Los últimos alacalufes en la pupila de Paz Errázuriz En este "Mes de la Foto" la exposición individual de serigrafías y fotos de Paz Errázuriz en el Museo de Bellas Artes tiene a los últimos alacalufes como protagonistas. Una improbable descendencia de la etnia aparece como justificación primera del trabajo gráfico. Nómades del mar, ahora anclados a la deriva de una historia no elegida, sobreviven tan pocos como pocas son, también, las referencias que los aluden. Martin Hopenhayn
Entre todas estas identidades/desidentidades marginales que la fotógrafa recupera en su obra, ésta tiene algo distintivo: su marginalidad no radica en su falta de lugar, sino en la pérdida del nolugar, del movimiento. Boxeadores pobres, artistas circenses, vagabundos, prostitutas: todos parecieran siempre añorar un topos, un sitio claro y distintivo que puedan hacer suyo. Los alacalufes, en cambio, han sido asentados por otros, perdieron su movilidad y su nomadismo. La imagen atrapa ahora este desamparo invertido, disociado de la falta de territorio y asociado a una cierta pesantez de los cuerpos. El extravío yace ahora en la inmovilidad, no en el vagabundeo. La misma foto opera doblemente en esto: por un lado es la imagen de los últimos alacalufes, los que han sido sedentarizados, fijados en el espacio, asentados. Por otro lado la propia foto, en su exagerada objetividad, exacerba también esta fijeza, esta estática propia de una cultura nómada que ha perdido su carácter dinámico. Fotos que en su deliberada convencionalidad ratifican esta sedentarización-chilenización de lo que sólo podía afirmarse permaneciendo irreductible, y que parecen querer asumir esta contradicción: fijar para hacer sobrevivir, pero a la vez mostrando a aquellos que, al quedar fijados, no podrán sobrevivir.
¿Pero qué has hecho, Paz Errázuriz, con los originales, los que mantienen una lengua intacta y resisten la copia? ¿Están en las fotos veladas o navegarán hasta morir sin dejar registro? Y estas mismas preguntas que te hago: ¿serán otro tic de la blanca pretensión de ubicuidad? ¿Hasta dónde pretendimos domesticar la diferencia de los otros mediante el simulacro oficial de protección especial a las minorías autóctonas? ¿Quién les devuelve ahora la procreación perdida?
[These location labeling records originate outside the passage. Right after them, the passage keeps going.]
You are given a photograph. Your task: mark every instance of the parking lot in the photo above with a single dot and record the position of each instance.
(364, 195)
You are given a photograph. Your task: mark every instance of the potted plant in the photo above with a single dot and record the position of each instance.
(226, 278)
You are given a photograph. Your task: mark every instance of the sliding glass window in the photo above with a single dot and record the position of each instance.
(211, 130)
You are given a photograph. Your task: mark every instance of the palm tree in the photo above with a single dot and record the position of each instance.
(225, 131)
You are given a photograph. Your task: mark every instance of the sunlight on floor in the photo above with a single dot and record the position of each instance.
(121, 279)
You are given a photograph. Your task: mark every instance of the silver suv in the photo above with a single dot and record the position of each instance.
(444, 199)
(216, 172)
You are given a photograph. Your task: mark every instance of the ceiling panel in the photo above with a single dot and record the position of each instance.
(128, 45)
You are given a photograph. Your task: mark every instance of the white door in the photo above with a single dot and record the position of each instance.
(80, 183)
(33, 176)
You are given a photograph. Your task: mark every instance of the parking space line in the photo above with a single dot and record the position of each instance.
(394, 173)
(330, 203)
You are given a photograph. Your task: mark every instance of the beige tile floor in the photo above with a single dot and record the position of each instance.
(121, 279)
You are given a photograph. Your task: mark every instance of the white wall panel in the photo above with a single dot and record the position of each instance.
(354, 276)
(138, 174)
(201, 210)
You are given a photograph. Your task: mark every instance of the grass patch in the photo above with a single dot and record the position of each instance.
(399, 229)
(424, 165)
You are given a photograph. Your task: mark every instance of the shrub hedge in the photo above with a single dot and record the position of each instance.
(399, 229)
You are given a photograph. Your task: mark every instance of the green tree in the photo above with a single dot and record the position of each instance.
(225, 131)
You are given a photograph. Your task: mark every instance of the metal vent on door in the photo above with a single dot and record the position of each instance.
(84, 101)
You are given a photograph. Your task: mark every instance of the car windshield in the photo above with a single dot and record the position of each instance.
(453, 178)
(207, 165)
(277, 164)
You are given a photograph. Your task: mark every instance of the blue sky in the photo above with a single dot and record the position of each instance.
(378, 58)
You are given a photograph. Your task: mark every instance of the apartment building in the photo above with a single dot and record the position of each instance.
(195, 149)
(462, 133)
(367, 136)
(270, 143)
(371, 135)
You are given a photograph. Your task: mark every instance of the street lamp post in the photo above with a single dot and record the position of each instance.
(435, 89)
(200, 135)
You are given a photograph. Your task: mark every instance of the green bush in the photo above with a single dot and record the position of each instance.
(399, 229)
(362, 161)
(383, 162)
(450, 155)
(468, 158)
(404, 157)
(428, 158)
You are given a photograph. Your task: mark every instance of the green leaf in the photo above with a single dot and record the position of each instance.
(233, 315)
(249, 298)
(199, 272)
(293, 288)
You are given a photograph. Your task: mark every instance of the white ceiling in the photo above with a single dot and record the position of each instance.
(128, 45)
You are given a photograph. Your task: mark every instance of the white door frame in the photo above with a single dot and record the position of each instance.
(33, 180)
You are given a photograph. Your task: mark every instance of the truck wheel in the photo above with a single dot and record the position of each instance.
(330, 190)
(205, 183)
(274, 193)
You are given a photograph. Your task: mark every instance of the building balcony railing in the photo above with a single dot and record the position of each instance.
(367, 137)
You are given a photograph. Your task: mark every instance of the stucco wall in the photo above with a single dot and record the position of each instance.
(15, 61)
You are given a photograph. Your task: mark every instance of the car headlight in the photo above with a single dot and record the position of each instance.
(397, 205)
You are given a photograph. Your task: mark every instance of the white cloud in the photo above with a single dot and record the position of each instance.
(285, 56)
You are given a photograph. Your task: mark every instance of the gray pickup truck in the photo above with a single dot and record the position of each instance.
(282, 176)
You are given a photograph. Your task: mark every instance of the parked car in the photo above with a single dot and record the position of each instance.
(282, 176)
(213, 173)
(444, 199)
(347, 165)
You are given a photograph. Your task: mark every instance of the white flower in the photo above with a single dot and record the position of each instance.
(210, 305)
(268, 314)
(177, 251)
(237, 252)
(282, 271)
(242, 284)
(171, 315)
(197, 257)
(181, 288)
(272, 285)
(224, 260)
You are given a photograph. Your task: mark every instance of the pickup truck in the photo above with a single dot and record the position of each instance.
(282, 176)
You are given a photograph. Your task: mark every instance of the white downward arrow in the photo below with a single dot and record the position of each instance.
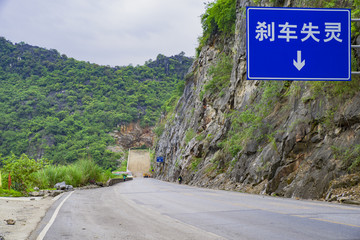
(299, 64)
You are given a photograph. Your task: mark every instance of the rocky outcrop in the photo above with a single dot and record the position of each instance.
(306, 139)
(133, 135)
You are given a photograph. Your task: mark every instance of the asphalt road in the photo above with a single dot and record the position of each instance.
(151, 209)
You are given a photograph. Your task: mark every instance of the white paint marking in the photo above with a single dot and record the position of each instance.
(52, 220)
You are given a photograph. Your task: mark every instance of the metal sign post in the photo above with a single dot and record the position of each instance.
(298, 44)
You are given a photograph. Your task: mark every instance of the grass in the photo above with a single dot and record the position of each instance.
(78, 174)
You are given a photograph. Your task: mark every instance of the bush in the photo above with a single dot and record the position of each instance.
(78, 174)
(21, 170)
(220, 17)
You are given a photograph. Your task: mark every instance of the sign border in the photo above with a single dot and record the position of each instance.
(248, 77)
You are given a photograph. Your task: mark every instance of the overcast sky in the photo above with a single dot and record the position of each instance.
(106, 32)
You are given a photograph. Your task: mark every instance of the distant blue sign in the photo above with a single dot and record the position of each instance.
(159, 159)
(298, 44)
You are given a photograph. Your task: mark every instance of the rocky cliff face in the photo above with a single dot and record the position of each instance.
(133, 136)
(292, 139)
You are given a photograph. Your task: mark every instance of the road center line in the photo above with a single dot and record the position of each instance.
(52, 220)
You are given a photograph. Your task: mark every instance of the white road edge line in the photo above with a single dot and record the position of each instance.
(52, 220)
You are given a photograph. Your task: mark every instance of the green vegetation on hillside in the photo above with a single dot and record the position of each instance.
(58, 108)
(218, 20)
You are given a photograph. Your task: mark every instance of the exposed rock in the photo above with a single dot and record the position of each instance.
(132, 135)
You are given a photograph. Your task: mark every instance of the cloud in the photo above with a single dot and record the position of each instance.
(107, 32)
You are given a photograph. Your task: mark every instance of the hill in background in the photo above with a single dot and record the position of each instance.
(62, 109)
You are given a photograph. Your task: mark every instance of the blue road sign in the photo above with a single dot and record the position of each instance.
(159, 159)
(298, 44)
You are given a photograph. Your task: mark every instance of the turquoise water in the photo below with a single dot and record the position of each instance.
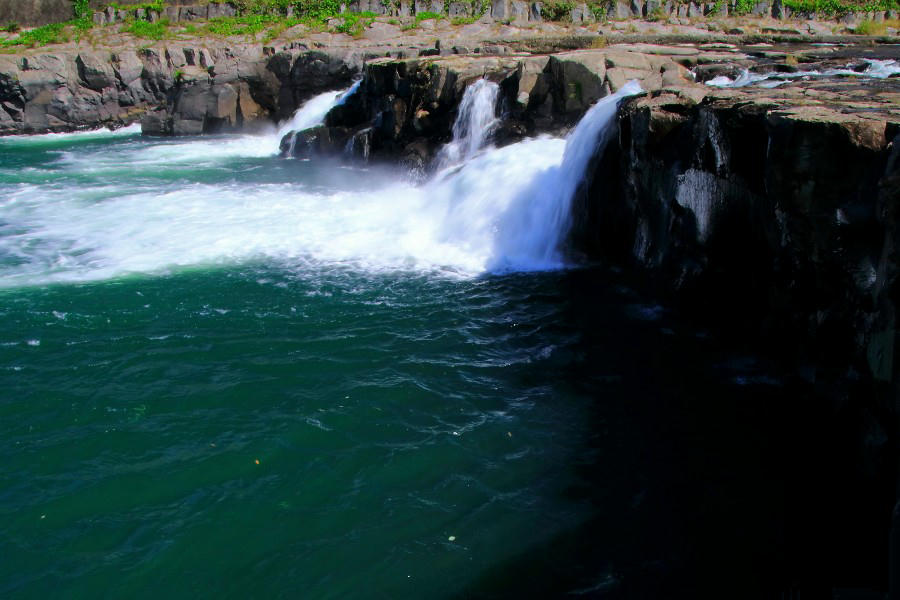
(227, 374)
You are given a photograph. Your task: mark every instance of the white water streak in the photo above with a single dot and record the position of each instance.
(505, 209)
(876, 69)
(475, 121)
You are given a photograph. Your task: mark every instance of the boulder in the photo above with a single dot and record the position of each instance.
(95, 70)
(578, 79)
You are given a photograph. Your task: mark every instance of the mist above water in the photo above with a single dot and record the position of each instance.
(124, 205)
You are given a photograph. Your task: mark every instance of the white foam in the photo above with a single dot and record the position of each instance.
(505, 209)
(103, 132)
(474, 124)
(876, 69)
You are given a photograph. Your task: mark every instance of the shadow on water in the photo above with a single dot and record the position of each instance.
(713, 467)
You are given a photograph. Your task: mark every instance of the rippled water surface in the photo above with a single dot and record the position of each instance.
(227, 374)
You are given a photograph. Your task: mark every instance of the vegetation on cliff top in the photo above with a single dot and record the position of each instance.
(276, 16)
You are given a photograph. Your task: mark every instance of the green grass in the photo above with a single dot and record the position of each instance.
(558, 10)
(154, 6)
(837, 8)
(355, 23)
(56, 33)
(427, 16)
(870, 28)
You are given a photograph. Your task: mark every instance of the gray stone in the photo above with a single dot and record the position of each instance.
(519, 11)
(761, 9)
(581, 14)
(851, 19)
(127, 67)
(620, 10)
(578, 79)
(95, 71)
(458, 9)
(637, 8)
(500, 10)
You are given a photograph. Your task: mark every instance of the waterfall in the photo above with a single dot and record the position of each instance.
(503, 209)
(537, 221)
(313, 113)
(474, 123)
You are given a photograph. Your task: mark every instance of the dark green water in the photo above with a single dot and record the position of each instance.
(227, 375)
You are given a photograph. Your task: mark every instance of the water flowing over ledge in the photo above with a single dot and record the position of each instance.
(500, 209)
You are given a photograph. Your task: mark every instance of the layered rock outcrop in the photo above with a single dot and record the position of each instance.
(178, 90)
(767, 200)
(406, 108)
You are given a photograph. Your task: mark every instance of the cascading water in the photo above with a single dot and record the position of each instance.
(876, 69)
(312, 113)
(474, 123)
(214, 201)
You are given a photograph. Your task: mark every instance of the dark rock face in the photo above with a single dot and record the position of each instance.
(786, 214)
(782, 225)
(406, 108)
(235, 92)
(178, 90)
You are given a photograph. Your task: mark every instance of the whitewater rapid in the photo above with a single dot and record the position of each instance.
(111, 206)
(875, 69)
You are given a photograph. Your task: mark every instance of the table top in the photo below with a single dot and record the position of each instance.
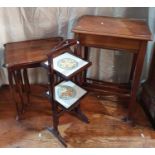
(111, 26)
(28, 52)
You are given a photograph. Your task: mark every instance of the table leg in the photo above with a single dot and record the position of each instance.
(18, 84)
(11, 85)
(136, 79)
(132, 68)
(86, 50)
(27, 85)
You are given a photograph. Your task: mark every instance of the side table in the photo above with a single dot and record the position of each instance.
(121, 34)
(22, 55)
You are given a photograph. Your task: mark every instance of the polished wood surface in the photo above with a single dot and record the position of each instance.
(105, 129)
(120, 34)
(28, 52)
(57, 109)
(115, 27)
(148, 92)
(22, 55)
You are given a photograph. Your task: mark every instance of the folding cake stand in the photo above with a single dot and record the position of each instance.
(65, 74)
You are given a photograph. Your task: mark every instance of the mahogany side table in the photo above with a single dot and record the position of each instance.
(22, 55)
(126, 35)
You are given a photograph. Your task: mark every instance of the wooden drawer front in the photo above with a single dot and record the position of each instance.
(109, 42)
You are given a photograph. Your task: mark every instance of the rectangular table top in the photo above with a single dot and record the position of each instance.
(28, 52)
(111, 26)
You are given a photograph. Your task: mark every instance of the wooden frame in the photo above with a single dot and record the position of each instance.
(18, 57)
(118, 34)
(57, 108)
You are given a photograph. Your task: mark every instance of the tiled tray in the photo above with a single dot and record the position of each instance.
(67, 63)
(67, 93)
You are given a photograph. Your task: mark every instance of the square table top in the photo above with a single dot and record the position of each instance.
(28, 52)
(112, 26)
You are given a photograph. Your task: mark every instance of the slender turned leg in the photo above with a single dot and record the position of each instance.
(27, 85)
(133, 67)
(19, 88)
(86, 50)
(136, 80)
(54, 130)
(10, 78)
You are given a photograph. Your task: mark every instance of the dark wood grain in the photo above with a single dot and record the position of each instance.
(126, 35)
(105, 130)
(28, 52)
(115, 27)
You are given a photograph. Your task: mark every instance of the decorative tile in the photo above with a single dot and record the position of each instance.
(67, 93)
(67, 64)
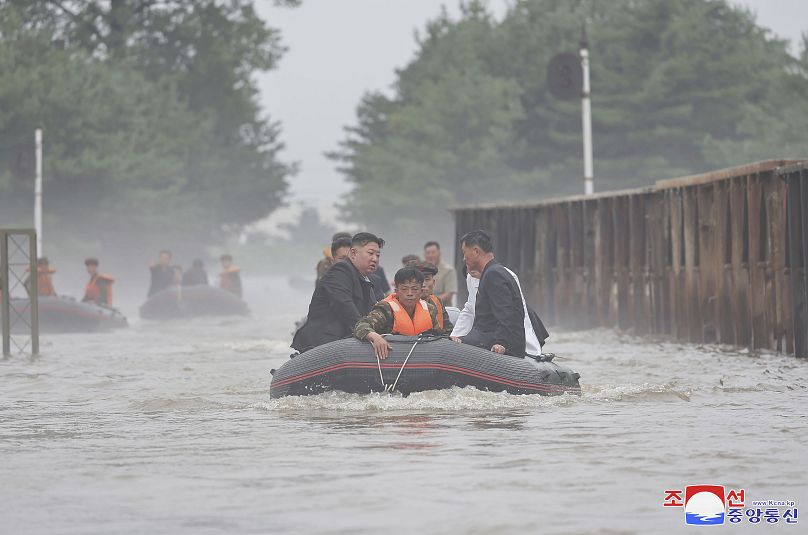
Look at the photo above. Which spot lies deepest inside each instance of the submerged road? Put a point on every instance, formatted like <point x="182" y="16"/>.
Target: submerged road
<point x="169" y="429"/>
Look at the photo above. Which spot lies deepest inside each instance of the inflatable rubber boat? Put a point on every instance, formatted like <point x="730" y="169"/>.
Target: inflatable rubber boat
<point x="415" y="365"/>
<point x="191" y="302"/>
<point x="64" y="314"/>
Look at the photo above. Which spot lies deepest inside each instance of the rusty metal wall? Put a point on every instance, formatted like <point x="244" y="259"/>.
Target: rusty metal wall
<point x="713" y="258"/>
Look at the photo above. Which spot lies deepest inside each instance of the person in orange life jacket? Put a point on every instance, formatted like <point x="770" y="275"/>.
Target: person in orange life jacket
<point x="99" y="289"/>
<point x="429" y="270"/>
<point x="403" y="312"/>
<point x="44" y="278"/>
<point x="229" y="279"/>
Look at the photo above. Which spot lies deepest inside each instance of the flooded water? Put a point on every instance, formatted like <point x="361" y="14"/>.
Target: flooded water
<point x="170" y="429"/>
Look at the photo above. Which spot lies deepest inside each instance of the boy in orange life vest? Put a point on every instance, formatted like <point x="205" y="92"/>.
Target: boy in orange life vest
<point x="44" y="278"/>
<point x="403" y="312"/>
<point x="229" y="278"/>
<point x="99" y="289"/>
<point x="429" y="270"/>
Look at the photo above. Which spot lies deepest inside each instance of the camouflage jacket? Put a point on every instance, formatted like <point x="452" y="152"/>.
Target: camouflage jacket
<point x="380" y="320"/>
<point x="447" y="323"/>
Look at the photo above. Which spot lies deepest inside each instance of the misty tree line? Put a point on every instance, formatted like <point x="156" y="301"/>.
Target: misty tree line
<point x="153" y="127"/>
<point x="678" y="88"/>
<point x="150" y="112"/>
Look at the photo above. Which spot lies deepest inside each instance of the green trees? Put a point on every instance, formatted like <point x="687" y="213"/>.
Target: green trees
<point x="678" y="87"/>
<point x="150" y="114"/>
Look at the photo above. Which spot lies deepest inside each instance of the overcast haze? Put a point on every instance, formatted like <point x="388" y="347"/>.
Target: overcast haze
<point x="340" y="49"/>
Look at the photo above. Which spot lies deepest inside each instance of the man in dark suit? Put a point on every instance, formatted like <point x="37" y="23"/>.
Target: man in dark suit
<point x="342" y="296"/>
<point x="499" y="318"/>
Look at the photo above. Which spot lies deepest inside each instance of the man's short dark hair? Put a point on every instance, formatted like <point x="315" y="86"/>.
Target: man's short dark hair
<point x="363" y="238"/>
<point x="407" y="274"/>
<point x="478" y="238"/>
<point x="340" y="235"/>
<point x="338" y="244"/>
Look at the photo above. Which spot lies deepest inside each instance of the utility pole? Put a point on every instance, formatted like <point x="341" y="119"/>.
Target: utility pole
<point x="586" y="117"/>
<point x="38" y="193"/>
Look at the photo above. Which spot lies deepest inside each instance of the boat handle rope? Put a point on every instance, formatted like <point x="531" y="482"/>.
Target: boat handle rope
<point x="392" y="388"/>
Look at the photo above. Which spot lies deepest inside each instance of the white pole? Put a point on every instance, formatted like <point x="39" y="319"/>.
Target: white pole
<point x="38" y="193"/>
<point x="586" y="113"/>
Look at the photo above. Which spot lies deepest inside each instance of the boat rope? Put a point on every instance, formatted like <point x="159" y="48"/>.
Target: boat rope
<point x="392" y="388"/>
<point x="379" y="364"/>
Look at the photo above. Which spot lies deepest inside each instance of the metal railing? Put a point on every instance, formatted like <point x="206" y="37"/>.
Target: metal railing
<point x="18" y="291"/>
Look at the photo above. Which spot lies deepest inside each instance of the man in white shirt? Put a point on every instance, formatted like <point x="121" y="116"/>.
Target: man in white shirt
<point x="466" y="318"/>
Vayan donde vayan, siempre en el margen. Contradictoriamente, sólo en las, fotografías ocupan el centro del espacio. Pero fuera de ellas son desde siempre los otros, incansables perdedores. Los que están desde antes pero a la vez los que llegaron tarde. Los que habitan la frontera entre lo reconocido y lo descartado. Son ellos los alacalufes occidentales, y huelen a alcohol y a un panal de enfermedades que los sorprenden indefensos. Los que al perder el nombre perdieron el habla, o viceversa. Es cosa de mirar las fotos y sus títulos. Los nombres han sido "chilenizados", su designio es ser designados desde fuera o desde otros. Sólo unos pocos mantienen todavía doble nombre, conservan el original y pueden nombrarse tanto sobre el agua como en tierra firme.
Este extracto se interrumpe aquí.